June 28, 2018

Justice Anthony Kennedy retires from U.S. Supreme Court


After months of speculation, Anthony Kennedy, the pivotal justice in so many cases including abortion, announced today that he retiring from the Supreme Court effective July 31.

Speaking on the Senate floor, Majority Leader Mitch McConnell (R-Ky.) said. “The Senate stands ready to fulfill its constitutional role by offering advice and consent … we will vote to confirm Justice Kennedy’s successor this fall.”

The decision by the 81-year-old Kennedy gives President Trump his second opportunity to shape the Supreme Court possibly for decades to come. In April 2017, President Trump formally appointed appeals court judge Neil M. Gorsuch to succeed Justice Antonin Scalia who died in April 2016.

Kennedy had dropped a number of hints, only seemingly to step back, that he would be leaving after 30 years on the nation’s highest court.

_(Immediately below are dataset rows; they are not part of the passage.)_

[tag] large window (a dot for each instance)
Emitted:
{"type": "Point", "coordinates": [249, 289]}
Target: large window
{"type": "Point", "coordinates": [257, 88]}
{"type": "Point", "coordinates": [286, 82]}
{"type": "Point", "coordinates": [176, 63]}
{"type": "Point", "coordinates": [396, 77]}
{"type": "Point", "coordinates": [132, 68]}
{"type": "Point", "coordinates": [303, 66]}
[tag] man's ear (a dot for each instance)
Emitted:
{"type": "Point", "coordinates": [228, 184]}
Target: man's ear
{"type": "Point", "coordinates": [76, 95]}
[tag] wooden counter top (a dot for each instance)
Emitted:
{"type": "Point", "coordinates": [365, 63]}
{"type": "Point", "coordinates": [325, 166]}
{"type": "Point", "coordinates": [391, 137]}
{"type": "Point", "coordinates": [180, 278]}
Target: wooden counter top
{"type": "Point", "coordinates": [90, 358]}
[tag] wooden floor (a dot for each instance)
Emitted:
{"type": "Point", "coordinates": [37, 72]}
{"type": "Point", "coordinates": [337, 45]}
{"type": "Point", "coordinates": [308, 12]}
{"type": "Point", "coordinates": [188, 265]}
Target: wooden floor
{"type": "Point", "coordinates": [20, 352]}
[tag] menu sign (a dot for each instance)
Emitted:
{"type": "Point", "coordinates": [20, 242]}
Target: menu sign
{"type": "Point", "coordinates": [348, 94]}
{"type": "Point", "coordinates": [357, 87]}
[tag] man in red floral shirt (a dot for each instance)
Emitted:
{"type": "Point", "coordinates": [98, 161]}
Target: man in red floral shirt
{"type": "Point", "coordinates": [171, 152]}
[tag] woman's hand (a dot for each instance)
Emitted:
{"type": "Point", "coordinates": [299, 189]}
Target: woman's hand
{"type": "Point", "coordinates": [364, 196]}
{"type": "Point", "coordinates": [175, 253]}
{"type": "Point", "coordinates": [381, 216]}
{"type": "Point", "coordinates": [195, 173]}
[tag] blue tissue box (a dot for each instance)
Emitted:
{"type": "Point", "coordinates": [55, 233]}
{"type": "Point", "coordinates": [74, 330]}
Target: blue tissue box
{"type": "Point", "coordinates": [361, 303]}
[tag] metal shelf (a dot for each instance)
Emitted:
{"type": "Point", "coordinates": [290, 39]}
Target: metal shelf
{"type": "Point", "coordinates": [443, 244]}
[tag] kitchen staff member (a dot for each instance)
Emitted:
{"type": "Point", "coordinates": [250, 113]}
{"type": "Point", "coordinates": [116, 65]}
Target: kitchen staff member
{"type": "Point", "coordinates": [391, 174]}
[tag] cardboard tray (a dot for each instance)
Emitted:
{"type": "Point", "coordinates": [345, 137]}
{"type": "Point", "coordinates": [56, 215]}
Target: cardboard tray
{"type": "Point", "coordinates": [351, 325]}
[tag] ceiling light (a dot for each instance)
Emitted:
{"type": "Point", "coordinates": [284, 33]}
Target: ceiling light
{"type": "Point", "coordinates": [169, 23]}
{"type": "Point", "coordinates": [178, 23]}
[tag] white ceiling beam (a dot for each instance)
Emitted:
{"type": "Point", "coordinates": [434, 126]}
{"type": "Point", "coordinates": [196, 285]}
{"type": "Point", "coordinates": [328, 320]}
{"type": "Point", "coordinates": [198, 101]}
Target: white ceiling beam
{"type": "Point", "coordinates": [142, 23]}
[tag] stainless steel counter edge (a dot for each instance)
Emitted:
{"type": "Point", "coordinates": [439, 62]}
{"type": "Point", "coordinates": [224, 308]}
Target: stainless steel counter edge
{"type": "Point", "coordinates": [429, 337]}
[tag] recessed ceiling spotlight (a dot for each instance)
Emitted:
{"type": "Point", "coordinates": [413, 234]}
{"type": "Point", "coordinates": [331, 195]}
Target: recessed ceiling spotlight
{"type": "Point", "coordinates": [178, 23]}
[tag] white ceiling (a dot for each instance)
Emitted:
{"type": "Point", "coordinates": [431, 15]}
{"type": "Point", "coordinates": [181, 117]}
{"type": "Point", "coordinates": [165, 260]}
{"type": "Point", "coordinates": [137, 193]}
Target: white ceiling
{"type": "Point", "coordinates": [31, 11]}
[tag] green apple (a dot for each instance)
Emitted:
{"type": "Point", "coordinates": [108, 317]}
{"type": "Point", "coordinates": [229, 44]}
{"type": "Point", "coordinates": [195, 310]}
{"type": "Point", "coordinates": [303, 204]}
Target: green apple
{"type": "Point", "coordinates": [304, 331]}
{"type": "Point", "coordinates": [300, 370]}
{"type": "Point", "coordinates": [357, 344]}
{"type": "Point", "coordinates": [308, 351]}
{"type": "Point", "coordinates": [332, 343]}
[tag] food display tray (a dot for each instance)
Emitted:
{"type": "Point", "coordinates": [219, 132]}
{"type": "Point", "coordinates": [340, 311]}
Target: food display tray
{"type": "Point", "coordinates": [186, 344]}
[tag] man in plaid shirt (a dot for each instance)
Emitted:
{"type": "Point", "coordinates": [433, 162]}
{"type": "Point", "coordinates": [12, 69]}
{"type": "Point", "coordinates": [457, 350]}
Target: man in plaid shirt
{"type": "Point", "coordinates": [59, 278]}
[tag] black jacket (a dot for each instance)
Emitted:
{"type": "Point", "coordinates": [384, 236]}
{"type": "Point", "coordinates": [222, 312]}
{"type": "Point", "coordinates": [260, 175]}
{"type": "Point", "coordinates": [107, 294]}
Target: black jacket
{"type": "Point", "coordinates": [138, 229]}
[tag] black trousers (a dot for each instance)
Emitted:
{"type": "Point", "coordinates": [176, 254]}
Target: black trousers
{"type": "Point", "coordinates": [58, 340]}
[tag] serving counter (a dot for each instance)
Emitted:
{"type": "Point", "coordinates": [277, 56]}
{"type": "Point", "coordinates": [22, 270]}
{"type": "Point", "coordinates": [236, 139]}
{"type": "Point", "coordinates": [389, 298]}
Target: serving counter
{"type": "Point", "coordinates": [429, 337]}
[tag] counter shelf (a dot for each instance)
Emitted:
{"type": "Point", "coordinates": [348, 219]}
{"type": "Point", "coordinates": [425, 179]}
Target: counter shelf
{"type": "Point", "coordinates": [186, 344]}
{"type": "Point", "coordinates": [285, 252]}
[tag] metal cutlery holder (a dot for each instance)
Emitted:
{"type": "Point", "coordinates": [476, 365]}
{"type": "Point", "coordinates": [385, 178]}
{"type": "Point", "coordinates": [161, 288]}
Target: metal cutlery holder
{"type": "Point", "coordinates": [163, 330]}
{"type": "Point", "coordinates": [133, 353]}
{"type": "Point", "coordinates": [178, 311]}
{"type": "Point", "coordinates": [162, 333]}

He was appointed by President Reagan in 1988.

In a letter hand delivered following today’s last batch of decisions, Kennedy told President Trump

“My dear Mr. President. For a member of the legal profession it is the highest of honor to serve on this court. Please permit me by this letter to express my profound gratitude for having had the privilege to seek in each case how best to know, interpret and defend the Constitution and the laws that must always conform to its mandates and promises.”

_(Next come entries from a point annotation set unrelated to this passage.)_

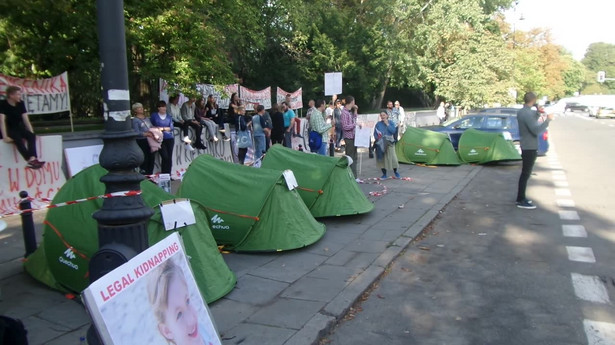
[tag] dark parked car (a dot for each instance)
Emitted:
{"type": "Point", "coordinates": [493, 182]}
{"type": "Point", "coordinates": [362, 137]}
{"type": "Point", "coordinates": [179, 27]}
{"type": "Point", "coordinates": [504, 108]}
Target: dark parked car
{"type": "Point", "coordinates": [502, 120]}
{"type": "Point", "coordinates": [575, 106]}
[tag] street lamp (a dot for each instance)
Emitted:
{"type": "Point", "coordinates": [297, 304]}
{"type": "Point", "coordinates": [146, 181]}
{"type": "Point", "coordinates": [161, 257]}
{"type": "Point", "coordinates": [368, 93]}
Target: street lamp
{"type": "Point", "coordinates": [122, 221]}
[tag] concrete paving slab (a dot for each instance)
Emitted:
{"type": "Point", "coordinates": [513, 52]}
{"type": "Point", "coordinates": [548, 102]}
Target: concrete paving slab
{"type": "Point", "coordinates": [279, 314]}
{"type": "Point", "coordinates": [289, 297]}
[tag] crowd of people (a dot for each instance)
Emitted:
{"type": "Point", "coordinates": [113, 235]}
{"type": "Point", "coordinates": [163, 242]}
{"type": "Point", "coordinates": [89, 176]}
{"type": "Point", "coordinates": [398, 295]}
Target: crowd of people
{"type": "Point", "coordinates": [329, 123]}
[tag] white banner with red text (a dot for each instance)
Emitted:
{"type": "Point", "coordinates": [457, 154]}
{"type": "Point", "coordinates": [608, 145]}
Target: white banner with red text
{"type": "Point", "coordinates": [41, 96]}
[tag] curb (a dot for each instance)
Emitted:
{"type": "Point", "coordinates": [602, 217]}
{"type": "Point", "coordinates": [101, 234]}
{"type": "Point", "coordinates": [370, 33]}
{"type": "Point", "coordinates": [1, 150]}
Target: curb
{"type": "Point", "coordinates": [322, 323]}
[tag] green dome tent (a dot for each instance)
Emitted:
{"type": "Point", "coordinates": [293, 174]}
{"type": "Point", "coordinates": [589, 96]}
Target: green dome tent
{"type": "Point", "coordinates": [70, 238]}
{"type": "Point", "coordinates": [483, 147]}
{"type": "Point", "coordinates": [250, 209]}
{"type": "Point", "coordinates": [326, 184]}
{"type": "Point", "coordinates": [423, 146]}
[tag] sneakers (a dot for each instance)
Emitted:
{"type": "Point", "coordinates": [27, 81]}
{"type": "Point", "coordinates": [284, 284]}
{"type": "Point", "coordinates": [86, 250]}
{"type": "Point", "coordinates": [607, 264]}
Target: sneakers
{"type": "Point", "coordinates": [526, 204]}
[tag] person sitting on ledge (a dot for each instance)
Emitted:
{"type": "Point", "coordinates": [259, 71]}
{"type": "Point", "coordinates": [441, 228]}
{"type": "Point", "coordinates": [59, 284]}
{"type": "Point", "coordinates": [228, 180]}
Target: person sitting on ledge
{"type": "Point", "coordinates": [15, 126]}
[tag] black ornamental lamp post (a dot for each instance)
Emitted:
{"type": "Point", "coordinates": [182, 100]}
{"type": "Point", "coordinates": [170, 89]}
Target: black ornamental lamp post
{"type": "Point", "coordinates": [122, 221]}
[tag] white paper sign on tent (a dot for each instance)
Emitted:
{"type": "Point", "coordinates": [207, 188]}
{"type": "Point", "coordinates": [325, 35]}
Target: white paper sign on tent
{"type": "Point", "coordinates": [362, 136]}
{"type": "Point", "coordinates": [291, 181]}
{"type": "Point", "coordinates": [333, 83]}
{"type": "Point", "coordinates": [177, 213]}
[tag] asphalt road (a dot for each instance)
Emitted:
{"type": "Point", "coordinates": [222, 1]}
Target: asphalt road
{"type": "Point", "coordinates": [490, 273]}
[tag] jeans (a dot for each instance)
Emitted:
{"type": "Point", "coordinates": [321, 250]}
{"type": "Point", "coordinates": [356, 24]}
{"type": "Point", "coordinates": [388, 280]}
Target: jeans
{"type": "Point", "coordinates": [288, 138]}
{"type": "Point", "coordinates": [18, 136]}
{"type": "Point", "coordinates": [166, 155]}
{"type": "Point", "coordinates": [528, 157]}
{"type": "Point", "coordinates": [147, 167]}
{"type": "Point", "coordinates": [351, 151]}
{"type": "Point", "coordinates": [259, 146]}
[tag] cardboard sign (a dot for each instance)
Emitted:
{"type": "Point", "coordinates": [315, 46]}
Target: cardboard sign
{"type": "Point", "coordinates": [15, 176]}
{"type": "Point", "coordinates": [333, 83]}
{"type": "Point", "coordinates": [152, 299]}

There have been titanic battles over nominees to the Supreme Court, including those who were ultimately defeated and others, such as Justice Clarence Thomas, who surmounted an all-out attempt at character assassination. But with the Court so evenly divided and with Democrats happily moving further and further to the Left, this confirmation fight will no doubt be one for the ages.

Kennedy was a part of the coalition that upheld the core holdings of Roe v. Wade in the 1992 Casey case. He also was part of the majority that struck commonsense abortion regulations in the 2016 Women’s Health v. Hellerstadt decision.

On the other side he was a pivotal vote in the 2007 Gonzales v. Carhart decision which upheld the federal ban on partial-birth abortions and just this week was part of the 5-4 majority which struck a California law that attacked the free speech rights of pregnancy help centers.

In response to Associate Justice Anthony Kennedy’s announcement the following statement may be attributed to National Right to Life President Carol Tobias:

All too often, our efforts to protect unborn children and other vulnerable humans have been overridden by judges who believe they have a right to impose their own policy preferences. We look forward to President Trump nominating a jurist who shares the view that Supreme Court justices are constrained to enforce the text and original intent of constitutional provisions, and on all other matters should defer to democratically elected lawmakers.